«וְהָיָה חֶבֶל, לִשְׁאֵרִית בֵּית יְהוּדָה–עֲלֵיהֶם יִרְעוּן: בְּבָתֵּי אַשְׁקְלוֹן, בָּעֶרֶב יִרְבָּצוּן–כִּי יִפְקְדֵם יְהוָה אֱלֹהֵיהֶם, וְשָׁב שבותם (שְׁבִיתָם)».
«Ce district va échoir aux survivants de la maison de Juda, pour y faire paître (leur bétail) et, le soir venu, gîter dans les demeures d’Ashkelon, car l’Eternel, leur Dieu, se souviendra d’eux, et les ramènera de captivité» (Sophonie 2, 7).
La ville où j’habite en Israël, Ashkelon, avec toute la région du Sud, fait à l’heure actuelle l’objet de tirs de roquettes depuis Gaza.

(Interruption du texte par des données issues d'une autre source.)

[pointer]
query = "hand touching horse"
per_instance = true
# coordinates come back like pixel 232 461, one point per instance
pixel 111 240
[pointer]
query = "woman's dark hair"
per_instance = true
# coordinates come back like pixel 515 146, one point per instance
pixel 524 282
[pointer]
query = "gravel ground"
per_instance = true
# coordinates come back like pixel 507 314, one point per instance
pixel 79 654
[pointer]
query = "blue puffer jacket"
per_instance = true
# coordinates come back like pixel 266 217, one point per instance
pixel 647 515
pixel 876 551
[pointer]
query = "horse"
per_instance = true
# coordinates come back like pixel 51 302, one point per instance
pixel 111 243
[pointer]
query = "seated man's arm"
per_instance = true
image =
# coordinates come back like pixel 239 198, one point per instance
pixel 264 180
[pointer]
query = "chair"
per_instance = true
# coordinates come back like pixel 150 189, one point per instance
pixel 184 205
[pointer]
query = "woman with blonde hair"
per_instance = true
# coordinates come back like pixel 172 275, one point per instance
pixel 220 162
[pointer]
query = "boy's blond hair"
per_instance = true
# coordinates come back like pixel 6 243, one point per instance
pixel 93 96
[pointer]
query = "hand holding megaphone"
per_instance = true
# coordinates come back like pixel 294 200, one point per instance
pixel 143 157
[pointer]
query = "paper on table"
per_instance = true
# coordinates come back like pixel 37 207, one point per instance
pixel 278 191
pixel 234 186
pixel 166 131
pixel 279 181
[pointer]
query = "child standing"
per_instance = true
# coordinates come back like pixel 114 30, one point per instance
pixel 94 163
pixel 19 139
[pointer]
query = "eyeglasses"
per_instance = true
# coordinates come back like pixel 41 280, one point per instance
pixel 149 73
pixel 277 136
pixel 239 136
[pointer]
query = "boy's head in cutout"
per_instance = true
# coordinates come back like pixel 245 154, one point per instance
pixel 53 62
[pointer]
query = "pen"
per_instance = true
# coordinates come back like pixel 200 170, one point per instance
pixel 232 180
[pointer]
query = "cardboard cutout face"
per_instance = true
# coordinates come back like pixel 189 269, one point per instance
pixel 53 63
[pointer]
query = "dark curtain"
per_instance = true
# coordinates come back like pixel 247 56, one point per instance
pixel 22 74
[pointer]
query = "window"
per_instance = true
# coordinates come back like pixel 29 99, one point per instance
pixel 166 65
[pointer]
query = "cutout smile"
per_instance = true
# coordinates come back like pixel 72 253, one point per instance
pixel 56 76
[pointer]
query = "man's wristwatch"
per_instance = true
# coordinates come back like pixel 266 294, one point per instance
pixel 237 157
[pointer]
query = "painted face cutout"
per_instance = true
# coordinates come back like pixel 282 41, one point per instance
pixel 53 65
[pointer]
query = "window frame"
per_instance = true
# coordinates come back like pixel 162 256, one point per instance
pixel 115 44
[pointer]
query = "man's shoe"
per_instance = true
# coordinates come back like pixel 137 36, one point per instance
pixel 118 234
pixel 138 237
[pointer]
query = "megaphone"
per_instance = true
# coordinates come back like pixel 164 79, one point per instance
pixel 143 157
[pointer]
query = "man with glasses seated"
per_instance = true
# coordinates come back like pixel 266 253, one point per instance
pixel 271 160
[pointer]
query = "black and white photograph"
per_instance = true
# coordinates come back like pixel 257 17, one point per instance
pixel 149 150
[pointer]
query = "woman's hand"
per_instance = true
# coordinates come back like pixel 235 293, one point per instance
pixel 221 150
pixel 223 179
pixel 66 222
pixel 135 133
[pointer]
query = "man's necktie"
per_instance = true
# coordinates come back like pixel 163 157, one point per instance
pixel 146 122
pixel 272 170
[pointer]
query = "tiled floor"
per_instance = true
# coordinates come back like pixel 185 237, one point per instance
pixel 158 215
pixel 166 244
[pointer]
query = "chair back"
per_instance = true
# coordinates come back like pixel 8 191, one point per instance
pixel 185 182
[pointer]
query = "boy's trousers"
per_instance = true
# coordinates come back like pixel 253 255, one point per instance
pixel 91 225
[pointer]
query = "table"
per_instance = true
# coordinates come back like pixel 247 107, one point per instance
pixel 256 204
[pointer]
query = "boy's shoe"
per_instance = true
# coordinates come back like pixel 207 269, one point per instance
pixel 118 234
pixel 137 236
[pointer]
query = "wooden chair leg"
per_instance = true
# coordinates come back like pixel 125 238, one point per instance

C’est donc tout naturellement que je vais commencer la découverte des villes et villages d’Israël par cette ville, ma ville, considérée comme l’une des plus antiques cités au monde mais aujourd’hui, dynamique, pleine de promesse et ouverte sur l’avenir.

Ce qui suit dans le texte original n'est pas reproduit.